The more Apps that Apple rejects, the less confident many talented developers are going to become about whether Apple will even approve the Apps that are currently being developed, and they might stop bothering to make Apps in the first place.
Actually, the problem is both more subtle and more severe than that : it will "merely" kill innovation on the iPhone platform. But it won't prevent hundreds of "me too" applications to hit the AppStore.
If you want to develop an innovative application, you face some specific difficulties :
- you have a timeframe to meet - innovations that arrives too late just make a flop. The approval process can be slow. It's not predictable either. In the meantime, a similar application can hit the Google Android or Windows Mobile market and kill you.
- you have a huge investment. These applications take a long while to finalize. Moreover, you need real serious skills in your team to build them properly. Time x Money = lot of loses in case of rejection by Apple.

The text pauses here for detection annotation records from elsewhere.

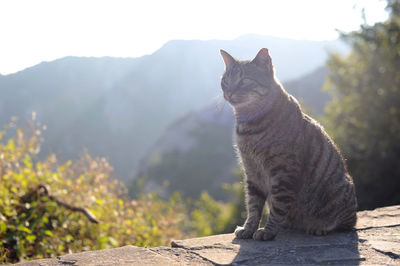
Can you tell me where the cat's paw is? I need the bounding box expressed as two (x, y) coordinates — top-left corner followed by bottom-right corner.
(253, 228), (276, 241)
(235, 226), (254, 239)
(307, 228), (328, 236)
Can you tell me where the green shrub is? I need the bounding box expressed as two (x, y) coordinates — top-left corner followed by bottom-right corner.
(0, 123), (193, 263)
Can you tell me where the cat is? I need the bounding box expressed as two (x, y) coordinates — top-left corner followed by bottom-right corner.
(221, 48), (357, 240)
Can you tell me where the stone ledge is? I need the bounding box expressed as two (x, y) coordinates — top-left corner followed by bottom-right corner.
(18, 205), (400, 266)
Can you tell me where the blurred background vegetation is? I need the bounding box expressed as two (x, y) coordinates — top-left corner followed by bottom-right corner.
(0, 0), (400, 263)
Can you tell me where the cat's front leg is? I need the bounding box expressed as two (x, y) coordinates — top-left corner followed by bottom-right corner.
(253, 166), (298, 241)
(235, 180), (266, 239)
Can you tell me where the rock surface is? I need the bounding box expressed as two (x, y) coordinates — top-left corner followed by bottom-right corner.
(15, 205), (400, 266)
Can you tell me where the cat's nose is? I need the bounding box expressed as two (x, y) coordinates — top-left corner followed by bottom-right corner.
(224, 91), (232, 100)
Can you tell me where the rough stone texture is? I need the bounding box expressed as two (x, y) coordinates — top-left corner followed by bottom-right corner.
(14, 205), (400, 265)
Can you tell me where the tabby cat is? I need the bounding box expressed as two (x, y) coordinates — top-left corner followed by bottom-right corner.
(221, 48), (357, 240)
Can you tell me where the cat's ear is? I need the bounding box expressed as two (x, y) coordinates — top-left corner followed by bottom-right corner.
(220, 49), (237, 69)
(251, 48), (273, 71)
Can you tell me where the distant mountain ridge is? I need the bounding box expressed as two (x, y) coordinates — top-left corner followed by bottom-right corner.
(0, 35), (346, 180)
(136, 67), (330, 200)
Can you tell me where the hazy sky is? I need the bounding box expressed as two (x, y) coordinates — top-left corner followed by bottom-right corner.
(0, 0), (387, 74)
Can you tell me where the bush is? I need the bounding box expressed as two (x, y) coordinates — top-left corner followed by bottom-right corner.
(0, 119), (193, 263)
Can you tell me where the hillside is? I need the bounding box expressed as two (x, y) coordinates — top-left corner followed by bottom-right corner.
(133, 67), (330, 200)
(0, 35), (346, 180)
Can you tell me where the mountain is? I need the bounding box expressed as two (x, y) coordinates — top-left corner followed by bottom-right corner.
(0, 35), (346, 180)
(132, 67), (330, 200)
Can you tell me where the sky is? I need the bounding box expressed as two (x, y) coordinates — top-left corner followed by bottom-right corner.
(0, 0), (387, 75)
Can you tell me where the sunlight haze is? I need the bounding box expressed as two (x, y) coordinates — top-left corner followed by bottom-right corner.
(0, 0), (387, 75)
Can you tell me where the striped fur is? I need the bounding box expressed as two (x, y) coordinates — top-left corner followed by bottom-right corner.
(221, 48), (357, 240)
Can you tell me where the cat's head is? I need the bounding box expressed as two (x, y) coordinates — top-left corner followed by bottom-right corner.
(221, 48), (275, 107)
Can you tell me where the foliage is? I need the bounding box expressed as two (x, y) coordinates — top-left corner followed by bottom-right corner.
(0, 119), (193, 262)
(192, 171), (246, 236)
(326, 0), (400, 209)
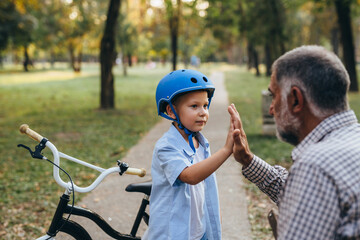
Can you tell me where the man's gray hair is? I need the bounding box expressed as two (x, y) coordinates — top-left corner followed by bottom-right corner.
(272, 46), (350, 117)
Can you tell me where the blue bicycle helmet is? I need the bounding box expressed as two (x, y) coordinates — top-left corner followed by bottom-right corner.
(156, 69), (215, 152)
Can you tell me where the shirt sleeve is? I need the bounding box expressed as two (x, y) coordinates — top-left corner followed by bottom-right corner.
(278, 163), (340, 240)
(243, 155), (289, 204)
(157, 146), (191, 186)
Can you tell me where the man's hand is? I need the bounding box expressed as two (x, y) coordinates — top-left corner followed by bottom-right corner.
(228, 104), (254, 168)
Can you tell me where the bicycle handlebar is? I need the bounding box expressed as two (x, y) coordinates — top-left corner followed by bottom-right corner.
(20, 124), (146, 192)
(19, 124), (44, 142)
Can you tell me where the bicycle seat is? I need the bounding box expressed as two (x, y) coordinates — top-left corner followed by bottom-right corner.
(125, 180), (152, 196)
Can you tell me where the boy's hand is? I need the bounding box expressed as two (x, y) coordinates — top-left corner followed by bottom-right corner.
(224, 112), (235, 155)
(228, 104), (254, 168)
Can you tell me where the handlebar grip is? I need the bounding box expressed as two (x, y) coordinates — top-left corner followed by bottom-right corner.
(125, 168), (146, 177)
(19, 124), (44, 142)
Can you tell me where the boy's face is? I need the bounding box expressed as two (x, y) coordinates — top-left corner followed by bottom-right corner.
(170, 91), (209, 132)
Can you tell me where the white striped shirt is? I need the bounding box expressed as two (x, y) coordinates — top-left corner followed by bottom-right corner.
(243, 110), (360, 240)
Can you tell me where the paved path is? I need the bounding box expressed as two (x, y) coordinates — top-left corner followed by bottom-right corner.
(59, 72), (251, 240)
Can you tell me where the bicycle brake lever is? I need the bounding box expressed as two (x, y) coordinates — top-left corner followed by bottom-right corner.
(18, 138), (47, 159)
(117, 160), (129, 176)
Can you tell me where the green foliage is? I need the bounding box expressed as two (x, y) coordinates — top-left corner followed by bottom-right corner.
(226, 64), (360, 240)
(0, 65), (168, 239)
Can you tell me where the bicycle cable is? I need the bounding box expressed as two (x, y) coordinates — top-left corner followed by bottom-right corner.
(43, 156), (75, 240)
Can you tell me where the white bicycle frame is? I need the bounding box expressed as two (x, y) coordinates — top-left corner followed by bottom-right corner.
(20, 124), (146, 240)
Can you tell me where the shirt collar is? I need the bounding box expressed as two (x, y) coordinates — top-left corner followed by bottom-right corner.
(291, 110), (357, 161)
(170, 124), (210, 156)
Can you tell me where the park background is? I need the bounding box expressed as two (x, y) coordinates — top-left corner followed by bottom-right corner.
(0, 0), (360, 239)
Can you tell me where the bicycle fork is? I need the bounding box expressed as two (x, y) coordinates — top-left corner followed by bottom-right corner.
(130, 194), (149, 237)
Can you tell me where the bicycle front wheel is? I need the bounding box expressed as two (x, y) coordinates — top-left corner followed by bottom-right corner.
(55, 219), (91, 240)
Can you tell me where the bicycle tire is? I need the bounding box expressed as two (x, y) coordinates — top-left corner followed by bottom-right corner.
(55, 219), (92, 240)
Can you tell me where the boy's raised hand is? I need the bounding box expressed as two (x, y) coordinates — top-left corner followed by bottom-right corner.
(228, 103), (254, 168)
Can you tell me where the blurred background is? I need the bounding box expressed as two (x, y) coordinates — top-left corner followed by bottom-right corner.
(0, 0), (360, 239)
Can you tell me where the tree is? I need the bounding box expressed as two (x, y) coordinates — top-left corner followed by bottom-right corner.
(100, 0), (121, 109)
(165, 0), (182, 70)
(334, 0), (359, 92)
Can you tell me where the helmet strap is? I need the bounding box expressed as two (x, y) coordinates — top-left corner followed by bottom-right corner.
(168, 103), (196, 153)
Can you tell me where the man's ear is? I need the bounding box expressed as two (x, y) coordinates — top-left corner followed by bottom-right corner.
(289, 86), (304, 113)
(166, 104), (176, 119)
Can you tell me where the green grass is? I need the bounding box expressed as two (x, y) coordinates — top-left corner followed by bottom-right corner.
(224, 64), (360, 240)
(0, 62), (169, 239)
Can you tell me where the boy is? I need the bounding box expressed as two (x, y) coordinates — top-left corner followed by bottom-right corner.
(148, 70), (233, 240)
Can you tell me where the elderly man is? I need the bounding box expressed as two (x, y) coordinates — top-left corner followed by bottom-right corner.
(229, 46), (360, 240)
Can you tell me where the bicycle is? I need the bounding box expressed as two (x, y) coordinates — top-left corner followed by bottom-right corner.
(18, 124), (151, 240)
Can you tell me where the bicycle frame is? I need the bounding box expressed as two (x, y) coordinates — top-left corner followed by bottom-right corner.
(38, 193), (149, 240)
(18, 124), (151, 240)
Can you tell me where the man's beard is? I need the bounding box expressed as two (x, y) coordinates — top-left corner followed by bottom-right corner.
(275, 101), (301, 146)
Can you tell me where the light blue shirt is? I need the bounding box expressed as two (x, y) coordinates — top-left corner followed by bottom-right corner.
(149, 126), (221, 240)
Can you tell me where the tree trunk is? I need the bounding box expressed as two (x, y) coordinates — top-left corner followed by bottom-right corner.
(24, 45), (31, 72)
(253, 48), (260, 76)
(335, 0), (359, 92)
(166, 0), (182, 71)
(265, 41), (272, 76)
(331, 27), (339, 55)
(170, 17), (178, 71)
(100, 0), (121, 109)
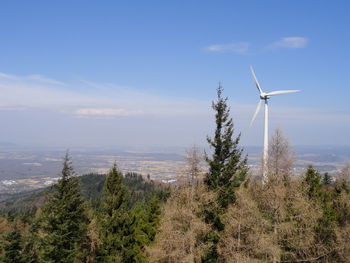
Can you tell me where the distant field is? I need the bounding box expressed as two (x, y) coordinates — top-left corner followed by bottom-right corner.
(0, 146), (350, 194)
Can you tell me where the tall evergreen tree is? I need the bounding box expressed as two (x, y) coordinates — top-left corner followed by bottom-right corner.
(97, 164), (144, 263)
(303, 165), (322, 199)
(41, 154), (88, 263)
(204, 85), (248, 208)
(322, 173), (332, 185)
(202, 85), (248, 263)
(3, 227), (24, 263)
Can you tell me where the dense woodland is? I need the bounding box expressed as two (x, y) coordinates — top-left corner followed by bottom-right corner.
(0, 87), (350, 263)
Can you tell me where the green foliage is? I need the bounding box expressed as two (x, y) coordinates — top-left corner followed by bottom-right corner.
(202, 86), (248, 263)
(41, 155), (88, 263)
(204, 86), (247, 207)
(322, 173), (332, 185)
(97, 164), (143, 262)
(304, 165), (322, 199)
(3, 227), (25, 263)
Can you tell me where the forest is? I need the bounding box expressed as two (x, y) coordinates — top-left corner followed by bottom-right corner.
(0, 86), (350, 263)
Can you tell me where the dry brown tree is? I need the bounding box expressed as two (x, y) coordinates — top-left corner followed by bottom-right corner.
(145, 183), (214, 263)
(268, 129), (294, 183)
(219, 176), (338, 263)
(185, 144), (204, 185)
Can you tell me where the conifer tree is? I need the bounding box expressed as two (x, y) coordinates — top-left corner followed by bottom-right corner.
(3, 227), (24, 263)
(204, 85), (247, 207)
(97, 164), (144, 263)
(322, 173), (332, 185)
(303, 165), (322, 199)
(41, 154), (88, 263)
(202, 85), (248, 263)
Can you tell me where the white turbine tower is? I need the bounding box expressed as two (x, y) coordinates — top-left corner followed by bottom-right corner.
(250, 66), (300, 182)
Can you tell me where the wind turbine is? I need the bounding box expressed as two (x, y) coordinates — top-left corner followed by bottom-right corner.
(250, 66), (300, 182)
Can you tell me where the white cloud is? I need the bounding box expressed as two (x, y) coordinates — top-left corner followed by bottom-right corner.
(267, 37), (309, 48)
(205, 42), (250, 55)
(0, 73), (208, 118)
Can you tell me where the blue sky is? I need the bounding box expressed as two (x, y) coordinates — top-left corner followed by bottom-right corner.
(0, 0), (350, 147)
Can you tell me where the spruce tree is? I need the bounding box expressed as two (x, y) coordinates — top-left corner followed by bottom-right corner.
(3, 227), (24, 263)
(303, 165), (322, 199)
(322, 173), (332, 185)
(97, 164), (144, 263)
(41, 154), (88, 263)
(202, 85), (248, 263)
(204, 85), (247, 208)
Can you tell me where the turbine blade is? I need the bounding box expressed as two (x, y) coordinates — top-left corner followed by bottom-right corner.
(250, 66), (262, 94)
(250, 100), (261, 126)
(266, 90), (300, 96)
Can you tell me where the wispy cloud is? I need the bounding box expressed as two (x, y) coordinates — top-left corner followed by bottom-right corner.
(267, 37), (309, 49)
(205, 42), (250, 55)
(0, 73), (207, 118)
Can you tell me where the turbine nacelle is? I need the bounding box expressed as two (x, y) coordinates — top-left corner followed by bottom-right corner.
(250, 66), (300, 125)
(260, 92), (270, 100)
(250, 67), (299, 182)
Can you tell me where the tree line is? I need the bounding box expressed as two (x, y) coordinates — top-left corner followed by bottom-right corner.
(0, 86), (350, 263)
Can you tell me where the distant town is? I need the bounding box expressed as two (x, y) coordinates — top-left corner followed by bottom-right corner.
(0, 146), (350, 194)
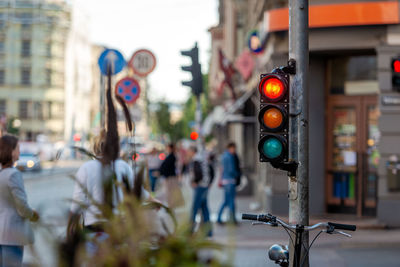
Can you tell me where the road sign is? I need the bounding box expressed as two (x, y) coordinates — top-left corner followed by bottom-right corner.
(128, 49), (156, 77)
(247, 30), (263, 54)
(98, 49), (126, 75)
(115, 77), (140, 104)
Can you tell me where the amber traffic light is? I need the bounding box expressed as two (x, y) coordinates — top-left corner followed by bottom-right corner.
(258, 72), (289, 163)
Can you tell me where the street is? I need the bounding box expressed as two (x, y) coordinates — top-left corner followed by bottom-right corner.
(20, 162), (400, 267)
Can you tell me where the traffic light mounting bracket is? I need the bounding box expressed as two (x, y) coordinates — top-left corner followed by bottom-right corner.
(270, 58), (299, 176)
(270, 161), (299, 176)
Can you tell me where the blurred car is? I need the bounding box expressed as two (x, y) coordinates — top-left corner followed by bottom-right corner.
(15, 153), (42, 171)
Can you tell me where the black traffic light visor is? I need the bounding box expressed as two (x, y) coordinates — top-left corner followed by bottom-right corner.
(258, 105), (288, 132)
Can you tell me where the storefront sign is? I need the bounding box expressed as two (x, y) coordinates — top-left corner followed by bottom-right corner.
(382, 95), (400, 106)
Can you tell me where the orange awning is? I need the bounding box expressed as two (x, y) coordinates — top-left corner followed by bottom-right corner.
(265, 1), (400, 32)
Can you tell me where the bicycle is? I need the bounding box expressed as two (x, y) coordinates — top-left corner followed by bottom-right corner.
(242, 213), (357, 267)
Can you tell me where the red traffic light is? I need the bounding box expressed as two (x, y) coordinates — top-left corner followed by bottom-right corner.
(190, 132), (199, 141)
(392, 59), (400, 73)
(258, 105), (287, 132)
(259, 74), (287, 102)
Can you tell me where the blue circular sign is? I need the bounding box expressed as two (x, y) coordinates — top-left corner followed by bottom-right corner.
(247, 30), (263, 54)
(98, 49), (126, 75)
(115, 77), (140, 104)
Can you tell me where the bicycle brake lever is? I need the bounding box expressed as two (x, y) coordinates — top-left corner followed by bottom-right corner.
(335, 231), (351, 238)
(251, 222), (275, 226)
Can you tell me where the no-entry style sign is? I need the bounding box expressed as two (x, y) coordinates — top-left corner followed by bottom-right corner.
(115, 77), (140, 104)
(128, 49), (156, 77)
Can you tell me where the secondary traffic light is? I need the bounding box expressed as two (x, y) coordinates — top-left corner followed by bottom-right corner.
(258, 69), (289, 164)
(181, 43), (203, 97)
(392, 57), (400, 92)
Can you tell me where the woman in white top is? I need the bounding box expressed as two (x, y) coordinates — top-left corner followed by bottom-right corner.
(0, 135), (39, 267)
(71, 131), (149, 232)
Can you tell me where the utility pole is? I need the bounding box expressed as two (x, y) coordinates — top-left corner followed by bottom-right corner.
(289, 0), (309, 266)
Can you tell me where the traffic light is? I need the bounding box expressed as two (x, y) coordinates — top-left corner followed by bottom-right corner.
(258, 69), (289, 165)
(181, 43), (203, 97)
(392, 57), (400, 92)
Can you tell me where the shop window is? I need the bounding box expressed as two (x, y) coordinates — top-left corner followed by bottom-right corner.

- your application is complex and tests are a real necessity. On normal platforms, that would mean alpha tests, then beta tests, then release candidates *before* it reaches the store. Currently the AppStore is extremelly rigid to the point of making this standard way of doing things very impractical. It's an egg and chicken problem: Apple expects applications to be finalized before they can get published on the store, but you can't finalize any complex application until you have let a significant number of testers use it. Likewise, there is a lot of lag when releasing updated versions of an application - this can't be used for things like nightly builds or the like. There is also no support for trial or time limited versions.